En termes d'état d'esprit ensuite, nous avons effectivement abordé ce texte sans a priori, voire même avec une certaine forme de bienveillance, mais avec tout de même un certain nombre de questionnements.'''' C'est que ce projet de loi est difficile à appréhender tant les sujets abordés sont divers. Tant le ministre que le conseiller d'État Tuot ont certes insisté sur le caractère inédit de la démarche : il ne s'agirait pas d'une énième loi de simplification mais d'une démarche bien plus ambitieuse consistant à fixer de grands principes pour refonder les relations entre le public et l'administration - droit à l'erreur et au contrôle, conseil, accompagnement, confiance, etc.

Or, je dois avouer qu'en travaillant sur le texte, ce caractère inédit ne nous a pas toujours sauté aux yeux, si ce n'est parfois par l'imprécision du contenu concret de certaines de ses dispositions. Dans la plupart des cas, elles se bornent du reste à acter ou à généraliser ce qui existait déjà et j'ajoute que sitôt fixés, ces grands principes admettent de nombreuses, voire de très nombreuses exceptions...

Dans sa philosophie, l'intention du texte est bien entendu louable mais pour autant, on peut parfois douter de la portée ou du caractère opérationnel des mesures proposées. L'enfer est pavé de bonnes intentions et le diable se cache parfois dans les détails...

Ce projet de loi est aussi marqué par un recours assez massif aux habilitations - on en compte douze -, aux expérimentations - dix-huit au total - ainsi qu'aux demandes de rapports - pas moins d'une cinquantaine de documents concernés. L'habilitation législative peut, il est vrai, se justifier lorsque la réforme envisagée est extrêmement technique ou que ses modalités sont encore incertaines, mais elle doit impérativement être encadrée par le législateur, dans son champ comme dans sa durée, et limitée au strict nécessaire - c'est ce à quoi nous avons veillé, comme vous le constaterez. Je rappelle à cet égard, car on l'oublie souvent, qu'en habilitant le Gouvernement à légiférer par ordonnance, le Parlement se dessaisit des sujets visés pour toute la durée de l'habilitation.

L'expérimentation est quant à elle intéressante pour tester des dispositifs novateurs, pour autant qu'elle soit ensuite évaluée de façon rigoureuse et que l'on sache où l'on veut aller. Or, en réponse à nos interrogations sur certaines expérimentations, il est arrivé que le Gouvernement nous réplique que l'expérimentation aurait pour objet même d'y répondre... En quelque sorte, et je le dis sur le ton de la boutade, le projet de loi instaure aussi un droit à l'erreur au profit du Gouvernement ! A contrario, admettre que, de Paris, on ne sait pas tout - le provincial que je suis insiste bien sur ce point - et s'en remettre au terrain peut aussi s'apprécier comme une forme de rénovation bienvenue de l'action publique. Quant aux nombreux rapports, vous verrez là aussi que nous avons cherché à faire le tri...

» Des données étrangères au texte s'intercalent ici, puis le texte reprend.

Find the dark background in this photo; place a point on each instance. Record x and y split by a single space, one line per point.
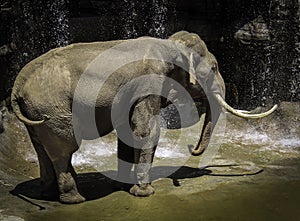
259 73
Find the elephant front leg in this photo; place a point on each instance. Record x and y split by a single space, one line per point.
145 126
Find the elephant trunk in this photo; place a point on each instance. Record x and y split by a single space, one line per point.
243 113
206 133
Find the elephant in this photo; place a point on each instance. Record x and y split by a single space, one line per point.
2 113
48 99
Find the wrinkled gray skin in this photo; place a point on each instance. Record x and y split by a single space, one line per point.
42 98
1 121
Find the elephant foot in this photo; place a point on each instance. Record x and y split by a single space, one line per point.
49 191
142 190
121 186
68 190
71 198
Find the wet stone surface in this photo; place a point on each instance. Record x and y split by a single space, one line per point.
255 175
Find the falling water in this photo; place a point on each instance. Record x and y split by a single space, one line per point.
145 18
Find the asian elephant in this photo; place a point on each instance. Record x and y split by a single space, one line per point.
47 97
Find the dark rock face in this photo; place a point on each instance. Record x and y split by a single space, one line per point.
254 32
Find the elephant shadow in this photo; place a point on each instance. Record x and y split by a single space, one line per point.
96 185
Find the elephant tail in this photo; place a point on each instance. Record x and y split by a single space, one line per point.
21 117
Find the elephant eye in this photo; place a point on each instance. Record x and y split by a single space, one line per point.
214 68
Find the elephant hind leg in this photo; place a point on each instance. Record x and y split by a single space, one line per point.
58 151
47 172
66 179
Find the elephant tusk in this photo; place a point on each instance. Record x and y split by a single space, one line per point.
243 114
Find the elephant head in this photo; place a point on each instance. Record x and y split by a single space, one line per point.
209 86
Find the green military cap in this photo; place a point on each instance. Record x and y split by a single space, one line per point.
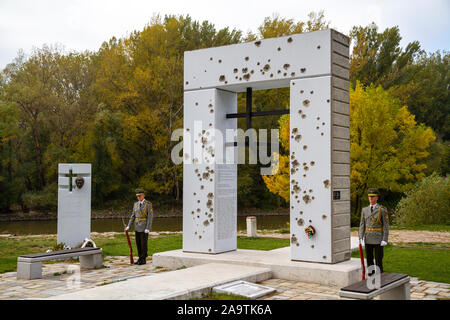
139 191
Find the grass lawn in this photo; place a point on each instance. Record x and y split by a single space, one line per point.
427 262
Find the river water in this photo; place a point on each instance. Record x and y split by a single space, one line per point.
107 225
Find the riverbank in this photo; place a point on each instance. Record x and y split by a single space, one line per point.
111 214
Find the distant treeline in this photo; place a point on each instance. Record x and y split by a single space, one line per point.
117 107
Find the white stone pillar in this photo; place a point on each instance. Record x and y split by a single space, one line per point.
74 204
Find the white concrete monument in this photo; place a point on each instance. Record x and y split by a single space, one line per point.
74 203
315 66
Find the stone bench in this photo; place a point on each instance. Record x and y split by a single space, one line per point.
394 286
30 266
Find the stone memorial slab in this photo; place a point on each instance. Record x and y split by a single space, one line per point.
74 203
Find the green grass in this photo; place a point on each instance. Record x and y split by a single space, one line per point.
221 296
430 264
11 248
425 227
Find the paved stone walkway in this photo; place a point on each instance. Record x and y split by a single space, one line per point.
297 290
59 279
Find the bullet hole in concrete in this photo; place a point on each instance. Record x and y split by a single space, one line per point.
307 199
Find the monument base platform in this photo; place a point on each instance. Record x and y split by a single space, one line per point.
278 261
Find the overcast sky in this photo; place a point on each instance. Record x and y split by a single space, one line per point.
85 24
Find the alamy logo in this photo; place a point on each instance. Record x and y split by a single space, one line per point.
210 146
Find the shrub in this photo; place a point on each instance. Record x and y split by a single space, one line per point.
428 202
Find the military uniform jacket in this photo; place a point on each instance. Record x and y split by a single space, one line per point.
374 226
142 216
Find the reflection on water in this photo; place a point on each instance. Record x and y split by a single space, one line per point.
106 225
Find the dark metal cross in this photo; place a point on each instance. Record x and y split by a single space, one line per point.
248 114
70 176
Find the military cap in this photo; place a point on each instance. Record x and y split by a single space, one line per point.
139 191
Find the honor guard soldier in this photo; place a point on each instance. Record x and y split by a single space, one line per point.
374 229
142 217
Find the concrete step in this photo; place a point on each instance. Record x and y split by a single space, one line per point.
278 261
178 284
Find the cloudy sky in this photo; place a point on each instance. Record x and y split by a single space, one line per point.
85 24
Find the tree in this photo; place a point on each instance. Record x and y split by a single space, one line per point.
387 146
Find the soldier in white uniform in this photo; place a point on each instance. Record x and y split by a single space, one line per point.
142 217
374 229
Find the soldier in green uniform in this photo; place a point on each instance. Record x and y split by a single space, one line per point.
374 229
142 217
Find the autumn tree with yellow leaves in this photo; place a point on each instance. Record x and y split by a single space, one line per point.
387 146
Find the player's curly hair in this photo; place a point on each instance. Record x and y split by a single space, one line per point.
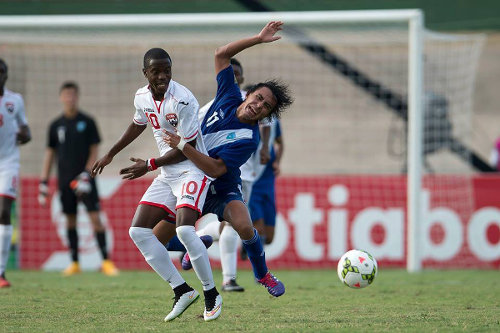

Par ailleurs, nous devons tous, il me semble, reconnaître une certaine forme de schizophrénie dans notre rapport à la norme : nos concitoyens et nous-mêmes sommes en demande permanente de protections nouvelles, de réponses socialisées, de services publics présents partout et tout le temps, tandis que nous exigeons, dans le même temps, toujours plus de liberté et d'autonomie dans nos choix individuels, en clair que l'administration nous laisse tranquilles... Comme le rappelait le ministre, de la même façon que dans chaque niche fiscale il y a un chien qui mord, dans chaque niche administrative se cache un chien qui aboie ! Et à mesure que nos sociétés se complexifient et se juridicisent, le droit lui-même devient plus envahissant et plus complexe.

Alors, qu'avons-nous cherché modestement, comme rapporteurs, à faire ? Selon les cas, nous avons tenté d'être plus exigeants ou plus ambitieux dans la portée des solutions proposées, plus pragmatiques dans leurs modalités de mise en oeuvre et plus rigoureux quant à ce qui avait sa place dans le texte. Sur ce dernier point, nous devons, en tant que législateurs, lutter contre le droit bavard et assurer une forme de cohérence et de lisibilité des textes que nous examinons, ce qui a notamment justifié l'irrecevabilité d'un certain nombre d'amendements.